When the gas pressure will be applied to sea water ,the action has to be very fast ,because steam will condense and
temperature will drop fast .

It seems then possible to build a ship using hydrogen as energy source without propeller and without a conventional engine .
Except the valves ,it wont be too many moving parts and by using cavitation the drag will be reduced significantly .
It is of course just an academic thought at the moment and testing have to be carried out .
The engine will be close to a jet engine (like in jet ski ) but without mechanical parts (more like a water rocket).

We can still of course use more conventional systems :
internal combustion engine directly connected to the shaft with a propeller.
Steam engine where hydrogen/oxygen will vaporize water and then steam will power a turbine linked to a propeller .

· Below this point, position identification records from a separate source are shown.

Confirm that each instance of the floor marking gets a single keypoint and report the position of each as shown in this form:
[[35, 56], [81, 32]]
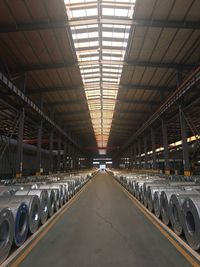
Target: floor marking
[[166, 231], [17, 257]]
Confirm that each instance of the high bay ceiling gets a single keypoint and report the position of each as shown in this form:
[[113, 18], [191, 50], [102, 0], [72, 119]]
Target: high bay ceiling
[[99, 68]]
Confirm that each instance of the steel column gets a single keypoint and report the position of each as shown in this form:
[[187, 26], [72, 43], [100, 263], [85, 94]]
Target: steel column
[[19, 159], [51, 143], [139, 154], [185, 149], [153, 148], [165, 144], [145, 152], [65, 156], [21, 81], [135, 156], [59, 153], [39, 152]]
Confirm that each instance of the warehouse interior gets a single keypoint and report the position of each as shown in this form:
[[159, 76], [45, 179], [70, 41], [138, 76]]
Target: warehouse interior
[[93, 90]]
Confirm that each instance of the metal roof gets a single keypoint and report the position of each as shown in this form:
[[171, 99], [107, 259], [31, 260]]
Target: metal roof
[[101, 67]]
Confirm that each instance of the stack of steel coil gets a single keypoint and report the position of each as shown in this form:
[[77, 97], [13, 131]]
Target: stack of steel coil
[[27, 203], [177, 203]]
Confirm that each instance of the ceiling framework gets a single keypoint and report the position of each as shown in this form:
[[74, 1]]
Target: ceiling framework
[[100, 48]]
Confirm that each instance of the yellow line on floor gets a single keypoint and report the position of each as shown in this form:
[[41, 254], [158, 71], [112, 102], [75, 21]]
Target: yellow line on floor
[[158, 225], [58, 215]]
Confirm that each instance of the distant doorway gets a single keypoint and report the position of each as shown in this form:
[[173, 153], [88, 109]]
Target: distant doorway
[[102, 167]]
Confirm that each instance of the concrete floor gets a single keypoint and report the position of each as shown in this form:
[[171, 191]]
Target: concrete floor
[[103, 228]]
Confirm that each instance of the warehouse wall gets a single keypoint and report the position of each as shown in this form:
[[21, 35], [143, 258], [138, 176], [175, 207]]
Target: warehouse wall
[[8, 161]]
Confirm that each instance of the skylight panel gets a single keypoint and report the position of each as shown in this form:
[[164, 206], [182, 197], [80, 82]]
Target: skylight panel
[[100, 60]]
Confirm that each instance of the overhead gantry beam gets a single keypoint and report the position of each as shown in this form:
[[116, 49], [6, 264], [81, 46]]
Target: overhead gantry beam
[[47, 25], [135, 63], [78, 102], [81, 88], [55, 89]]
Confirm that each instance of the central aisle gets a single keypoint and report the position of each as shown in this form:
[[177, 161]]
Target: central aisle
[[103, 228]]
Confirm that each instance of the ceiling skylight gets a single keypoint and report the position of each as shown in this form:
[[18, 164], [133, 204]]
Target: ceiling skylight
[[100, 44]]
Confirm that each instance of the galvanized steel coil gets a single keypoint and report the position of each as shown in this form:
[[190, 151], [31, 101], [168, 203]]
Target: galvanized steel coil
[[175, 209], [44, 201], [6, 232], [191, 221], [20, 213]]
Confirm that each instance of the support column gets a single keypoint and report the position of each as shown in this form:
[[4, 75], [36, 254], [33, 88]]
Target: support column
[[145, 152], [39, 169], [165, 144], [19, 159], [51, 152], [59, 153], [153, 148], [131, 157], [185, 149], [135, 156], [139, 153], [21, 83], [65, 156]]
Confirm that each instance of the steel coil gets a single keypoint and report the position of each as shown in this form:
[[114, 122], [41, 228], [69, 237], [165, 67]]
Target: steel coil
[[191, 221], [164, 203], [56, 193], [175, 210], [6, 232], [156, 203], [44, 201], [20, 213], [52, 200], [33, 204]]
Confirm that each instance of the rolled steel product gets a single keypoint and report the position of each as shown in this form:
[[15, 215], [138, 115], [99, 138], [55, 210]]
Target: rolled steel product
[[191, 221], [52, 200], [56, 193], [21, 218], [44, 201], [150, 194], [33, 204], [6, 232], [61, 192], [164, 203], [65, 191], [153, 182], [182, 183], [156, 203], [175, 210]]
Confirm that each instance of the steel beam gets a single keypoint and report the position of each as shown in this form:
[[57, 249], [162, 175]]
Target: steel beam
[[78, 102], [48, 25], [55, 89], [135, 63], [19, 158], [187, 85], [65, 156], [139, 154], [135, 155], [137, 22], [51, 143], [153, 148], [39, 150], [185, 148], [165, 144], [59, 153], [144, 87], [145, 152]]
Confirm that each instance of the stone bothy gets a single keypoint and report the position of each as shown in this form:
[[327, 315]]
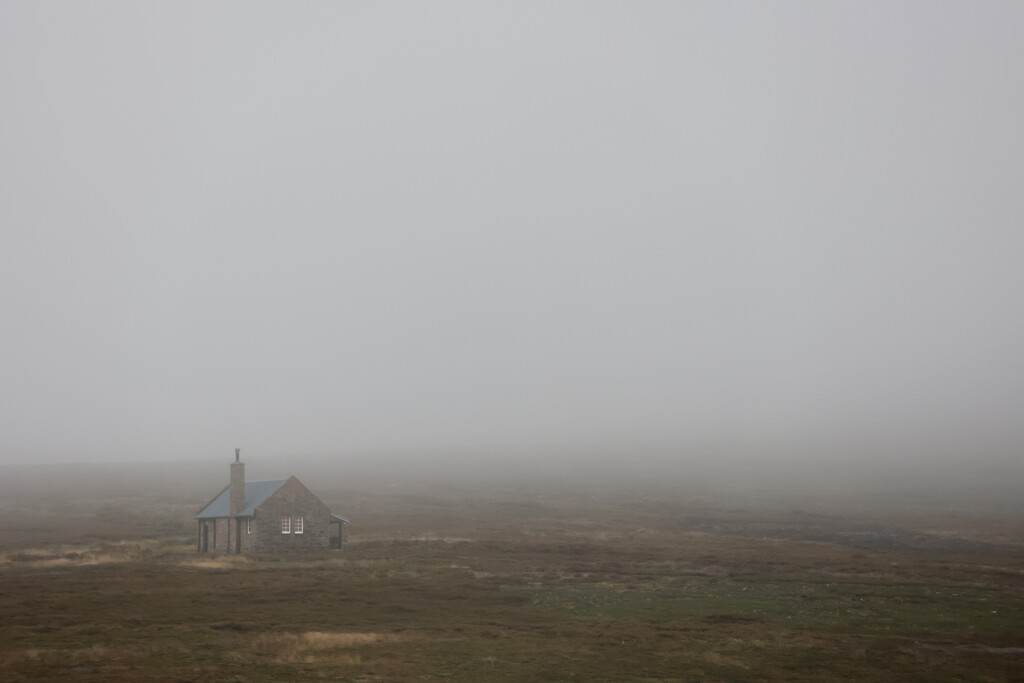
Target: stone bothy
[[266, 517]]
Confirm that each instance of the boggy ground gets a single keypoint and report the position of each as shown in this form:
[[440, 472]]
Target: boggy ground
[[440, 585]]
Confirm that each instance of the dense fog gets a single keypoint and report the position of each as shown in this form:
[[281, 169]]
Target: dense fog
[[592, 232]]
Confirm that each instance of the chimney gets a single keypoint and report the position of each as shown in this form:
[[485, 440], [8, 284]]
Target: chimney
[[237, 493]]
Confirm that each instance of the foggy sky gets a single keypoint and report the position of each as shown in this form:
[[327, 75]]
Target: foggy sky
[[333, 226]]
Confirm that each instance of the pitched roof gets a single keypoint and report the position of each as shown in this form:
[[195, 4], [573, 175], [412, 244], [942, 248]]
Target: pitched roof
[[256, 494]]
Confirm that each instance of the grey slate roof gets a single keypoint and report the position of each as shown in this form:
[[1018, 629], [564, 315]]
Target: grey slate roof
[[256, 494]]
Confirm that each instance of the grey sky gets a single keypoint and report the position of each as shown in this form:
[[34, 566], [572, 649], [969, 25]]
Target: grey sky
[[331, 226]]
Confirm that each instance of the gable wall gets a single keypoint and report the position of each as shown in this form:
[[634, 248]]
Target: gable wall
[[293, 500]]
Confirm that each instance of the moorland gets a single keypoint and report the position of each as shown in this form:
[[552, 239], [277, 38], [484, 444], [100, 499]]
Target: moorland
[[505, 572]]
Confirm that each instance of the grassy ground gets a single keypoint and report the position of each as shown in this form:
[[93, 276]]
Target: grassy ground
[[440, 585]]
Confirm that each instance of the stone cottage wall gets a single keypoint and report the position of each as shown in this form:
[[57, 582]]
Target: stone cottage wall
[[292, 500]]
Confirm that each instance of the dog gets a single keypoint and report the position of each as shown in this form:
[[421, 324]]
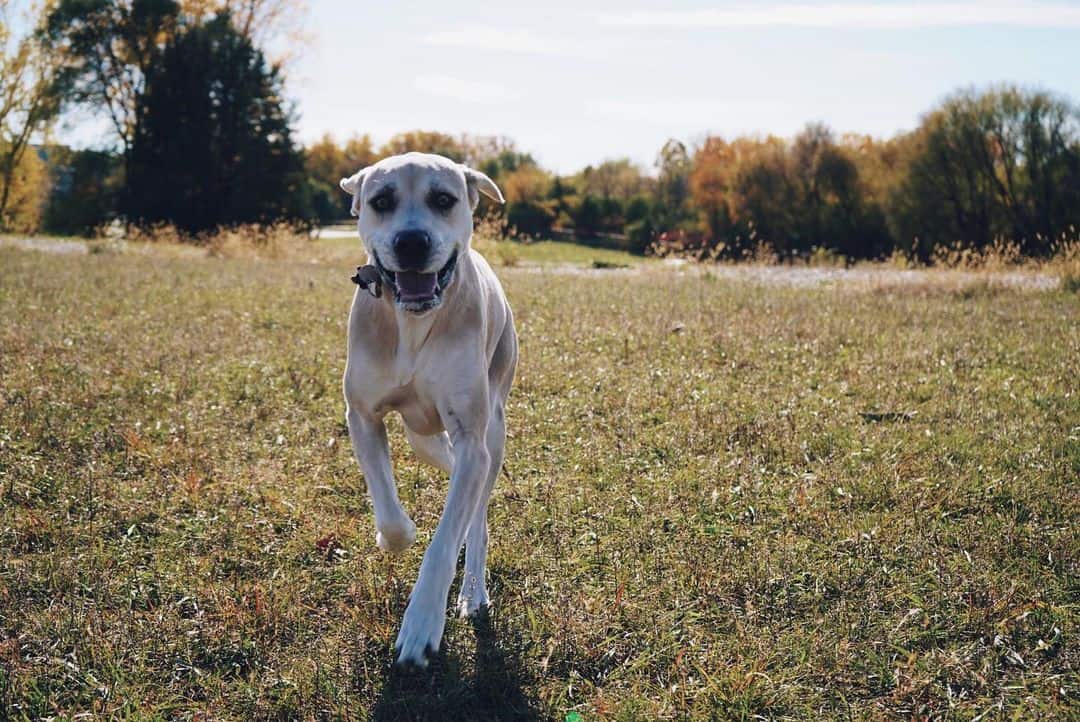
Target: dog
[[432, 337]]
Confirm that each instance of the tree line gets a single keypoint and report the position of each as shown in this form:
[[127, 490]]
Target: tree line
[[203, 138]]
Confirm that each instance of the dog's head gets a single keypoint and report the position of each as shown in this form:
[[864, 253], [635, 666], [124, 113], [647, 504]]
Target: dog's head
[[415, 218]]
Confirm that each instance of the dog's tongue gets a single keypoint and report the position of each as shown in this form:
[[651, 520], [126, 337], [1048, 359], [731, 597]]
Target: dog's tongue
[[413, 286]]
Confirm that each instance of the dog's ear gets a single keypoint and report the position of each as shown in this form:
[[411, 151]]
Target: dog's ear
[[477, 182], [352, 186]]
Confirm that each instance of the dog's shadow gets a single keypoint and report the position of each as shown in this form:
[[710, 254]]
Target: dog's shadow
[[493, 688]]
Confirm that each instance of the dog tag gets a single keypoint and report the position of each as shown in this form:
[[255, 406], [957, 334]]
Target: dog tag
[[367, 277]]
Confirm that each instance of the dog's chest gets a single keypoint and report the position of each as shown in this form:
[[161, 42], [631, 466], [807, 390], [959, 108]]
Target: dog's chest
[[418, 409]]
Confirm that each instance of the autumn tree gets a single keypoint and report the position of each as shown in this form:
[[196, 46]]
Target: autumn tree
[[1001, 164], [29, 100], [214, 146]]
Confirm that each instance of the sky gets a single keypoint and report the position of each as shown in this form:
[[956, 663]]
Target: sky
[[577, 82]]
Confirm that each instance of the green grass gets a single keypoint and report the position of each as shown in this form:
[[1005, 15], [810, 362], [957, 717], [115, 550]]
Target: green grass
[[721, 501]]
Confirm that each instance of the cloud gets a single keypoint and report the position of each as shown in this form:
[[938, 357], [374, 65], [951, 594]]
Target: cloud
[[677, 112], [859, 15], [460, 89], [508, 40]]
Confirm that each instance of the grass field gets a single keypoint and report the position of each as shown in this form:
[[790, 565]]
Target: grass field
[[723, 499]]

Existing propulsion performances .
A conventional diesel engine = 70 %
A standard shaft                      = 97 %
A good propeller                     = 60 %

we have then a ratio of
40 % efficiency   thrusting power /energy used

Real example . Oil tanker  .
Length  :280 m
dead weight : 150 000 tons
draft : 16.5 meters
power :  15 300 kW
speed : 15 knots = 28 kmh
fuel used : 268 euro /ton     21 000 tons over 280 days .
Consumption : 111 kg of fuel /km = approx 3 330 MJ /km = 28 MJ/s = 28 000 KW .
approx 1500 to 2000k Newton force of thrust  150  to 200 tons of thrust ????? to verify
= 38 US$ /km in fuel .
Pressure = Force / Surface .  1 bar = 100 000 Newton / M2 . or 10 Newton/ cm2

for  1  500 000 Newton / 1 M2  = 15.00 bars
1  500 000 Newton / 4 M2 =    3.75 bars .

Speed of a water jet :  V*2 = 2gH
Force of water jet on a surface . F = M ( V-v )    V=water jet speed m/s   v=speed of the surface m/s   F in Newtons .
or also  F = p Q (V-v)     p=specific mass of the water =1 kg /liter   Q = flow in M3/s
mechanical power of a water jet .  P = 0.5 Q p V*2    =  0.5 S p V*3    S = area of the jet in M2 .  P  in watts .